PLEASE READ THIS AGREEMENT CAREFULLY BEFORE USING THIS SERVICE.
-AGREE: BY USING THE SERVICE OR CLICKING “I AGREE” CUSTOMER IS AGREEING TO BE BOUND BY THIS AGREEMENT. IF CUSTOMER IS AGREEING TO THIS AGREEMENT ON BEHALF OF OR FOR THE BENEFIT OF THEIR EMPLOYER, THEN CUSTOMER REPRESENTS AND WARRANTS THAT THEY HAVE THE NECESSARY AUTHORITY TO AGREE TO THIS AGREEMENT ON THEIR EMPLOYER’S BEHALF.
-CANCEL: IF CUSTOMER DOES NOT WANT TO AGREE TO THIS AGREEMENT CLICK “I REJECT,” BUT THEN CUSTOMER CANNOT USE THE SERVICE.
This agreement is between Menemsha Group, Incorporated a Massachusetts corporation (MMG), and Customer agreeing to these terms.
1.SOFTWARE-AS-A-SERVICE. This agreement provides Customer access to and usage of an Internet based LMS (learning Management Software) software service as specified on the order.
2.USE OF SERVICE.
a.Customer Owned Data. All data uploaded by Customer remains the property of Customer, as between MMG and Customer grants MMG the right to use the Customer Data solely for purposes of performing under this agreement. During the term of this agreement, Customer may export its Customer Data from as allowed by the Service.
b.MGG Content. All MMG sales methodologies, content, questions, job aides, sales playbooks, know how and other methodologies and information provided as part of the Service are owned by MMG. MMG grants Customer a non-exclusive, non-transferable license to internally use and access the MMG Content for sales training purposes.
c.Customer Responsibilities. Customer (i) must keep its passwords secure and confidential; (ii) is solely responsible for Customer Data and all activity in its account in the Service; (iii) must use commercially reasonable efforts to prevent unauthorized access to its account, and notify MMG promptly of any such unauthorized access; and (iv) may use the Service only in accordance with the Service’s User Guide and applicable law.
d.MMG Support. MMG must provide customer support for the Service under the terms of MMG’ Customer Support Policy (Support) which is incorporated into this agreement for all purposes.
3.SERVICE LEVEL AGREEMENT & WARRANTY.
a.Warranty. MMG warrants to Customer: (i) that commercially reasonable efforts will be made to maintain the online availability of the Service excluding maintenance outages, force majeure, and outages that result from any Customer technology issues; (ii) the functionality or features of the Service may change but will not materially decrease during any paid term; and (iii) that the Support may change but will not materially degrade during any paid term.

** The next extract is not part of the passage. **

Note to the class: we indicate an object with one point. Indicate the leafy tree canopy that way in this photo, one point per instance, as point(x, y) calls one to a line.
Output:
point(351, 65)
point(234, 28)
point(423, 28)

b.DISCLAIMER. MMG DISCLAIMS ALL OTHER WARRANTIES, INCLUDING, WITHOUT LIMITATION, THE IMPLIED WARRANTIES OF MERCHANTABILITY, TITLE AND FITNESS FOR A PARTICULAR PURPOSE. WHILE MMG TAKES REASONABLE PHYSICAL, TECHNICAL AND ADMINISTRATIVE MEASURES TO SECURE THE SERVICE, MMG DOES NOT GUARANTEE THAT THE SERVICE CANNOT BE COMPROMISED. CUSTOMER UNDERSTANDS THAT THE SERVICE MAY NOT BE ERROR FREE, AND USE MAY BE INTERRUPTED.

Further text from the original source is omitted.